Four areas of the presentation today are; first, it is important to understand some basics about money and currency, I think to have a grasp on what is Bitcoin and what are cryptocurrencies and what's likely to happen to them. So, we will go through some of the basics around money and currency first. We'll then go into a high level discussion of how Bitcoin and blockchain technology works. There is not enough time to do an in-depth dive, but I want to at least provide some of the basics around the mechanics of the technology, or then talking about the current state of cryptocurrency, what is happening today? Why is this sector attracting so much interest? And then last, we will wrap up with some thoughts about what the future may hold for cryptocurrency in the months and years to come.
So first an introduction and overview of money and currency.

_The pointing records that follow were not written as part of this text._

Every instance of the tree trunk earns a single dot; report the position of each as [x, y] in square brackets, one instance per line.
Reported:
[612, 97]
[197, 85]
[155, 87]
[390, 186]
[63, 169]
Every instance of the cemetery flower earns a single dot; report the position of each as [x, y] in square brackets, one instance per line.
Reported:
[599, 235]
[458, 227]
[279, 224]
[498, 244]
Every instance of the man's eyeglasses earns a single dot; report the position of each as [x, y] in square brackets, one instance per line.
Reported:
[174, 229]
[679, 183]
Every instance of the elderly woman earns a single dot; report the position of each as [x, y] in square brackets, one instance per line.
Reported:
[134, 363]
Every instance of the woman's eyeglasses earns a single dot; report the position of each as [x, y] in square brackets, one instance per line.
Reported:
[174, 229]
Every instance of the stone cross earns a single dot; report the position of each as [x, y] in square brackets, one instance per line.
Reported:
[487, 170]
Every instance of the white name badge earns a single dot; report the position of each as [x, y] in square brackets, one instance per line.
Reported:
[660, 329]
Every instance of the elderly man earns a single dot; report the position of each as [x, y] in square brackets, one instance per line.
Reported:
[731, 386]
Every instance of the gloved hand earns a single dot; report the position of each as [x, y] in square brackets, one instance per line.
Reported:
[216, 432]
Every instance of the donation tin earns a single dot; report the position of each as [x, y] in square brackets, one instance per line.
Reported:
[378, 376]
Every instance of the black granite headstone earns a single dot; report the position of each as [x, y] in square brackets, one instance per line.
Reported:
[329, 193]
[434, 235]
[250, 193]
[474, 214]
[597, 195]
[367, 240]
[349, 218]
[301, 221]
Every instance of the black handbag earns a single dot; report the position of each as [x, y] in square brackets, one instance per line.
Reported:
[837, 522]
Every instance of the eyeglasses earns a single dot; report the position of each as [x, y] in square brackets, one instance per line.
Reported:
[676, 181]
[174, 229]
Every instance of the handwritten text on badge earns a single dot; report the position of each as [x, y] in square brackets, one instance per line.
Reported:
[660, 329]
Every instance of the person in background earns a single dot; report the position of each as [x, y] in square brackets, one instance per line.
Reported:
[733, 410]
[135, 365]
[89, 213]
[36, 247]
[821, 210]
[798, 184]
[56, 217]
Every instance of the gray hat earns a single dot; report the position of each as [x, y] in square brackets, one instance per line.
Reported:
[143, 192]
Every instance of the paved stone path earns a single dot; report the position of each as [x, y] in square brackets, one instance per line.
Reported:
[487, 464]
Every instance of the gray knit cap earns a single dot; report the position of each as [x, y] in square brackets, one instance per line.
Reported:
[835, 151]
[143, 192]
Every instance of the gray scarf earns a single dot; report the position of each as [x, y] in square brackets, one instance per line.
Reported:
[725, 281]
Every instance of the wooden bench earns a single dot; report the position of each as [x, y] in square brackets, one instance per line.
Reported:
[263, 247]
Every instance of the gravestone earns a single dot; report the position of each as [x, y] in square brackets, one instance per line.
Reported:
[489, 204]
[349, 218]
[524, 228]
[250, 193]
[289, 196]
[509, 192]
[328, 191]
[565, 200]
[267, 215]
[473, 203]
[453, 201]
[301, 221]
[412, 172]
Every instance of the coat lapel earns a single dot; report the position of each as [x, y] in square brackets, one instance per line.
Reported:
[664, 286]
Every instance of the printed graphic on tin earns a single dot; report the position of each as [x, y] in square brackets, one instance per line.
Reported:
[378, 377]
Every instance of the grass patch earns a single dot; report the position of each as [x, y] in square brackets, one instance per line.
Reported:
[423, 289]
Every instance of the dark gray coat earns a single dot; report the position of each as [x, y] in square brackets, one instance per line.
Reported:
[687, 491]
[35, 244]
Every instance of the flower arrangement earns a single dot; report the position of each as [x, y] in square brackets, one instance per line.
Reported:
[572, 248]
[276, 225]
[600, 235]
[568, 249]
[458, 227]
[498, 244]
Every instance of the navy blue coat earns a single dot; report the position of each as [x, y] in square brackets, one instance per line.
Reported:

Question I often like to start my presentations with is, "Where does the money come from?" It's been quite interesting over the last four years giving presentations on Bitcoin and blockchain technology. To ask this question and to see how many people very highly educated, very intelligent people do not actually know the answer to this question. That's not their fault. It's actually something that is not widely taught in secondary education or even in many Economics 101 classes. Most people understand that some portion of money, the banknotes and coins in our pockets, come from central banks in some way related to something the government is doing, but what they do not typically know is that banknote and coin represent less than five percent of the total money supply. So, where does the other 95 percent of the money come from? And the answer to that question is, it comes from banks.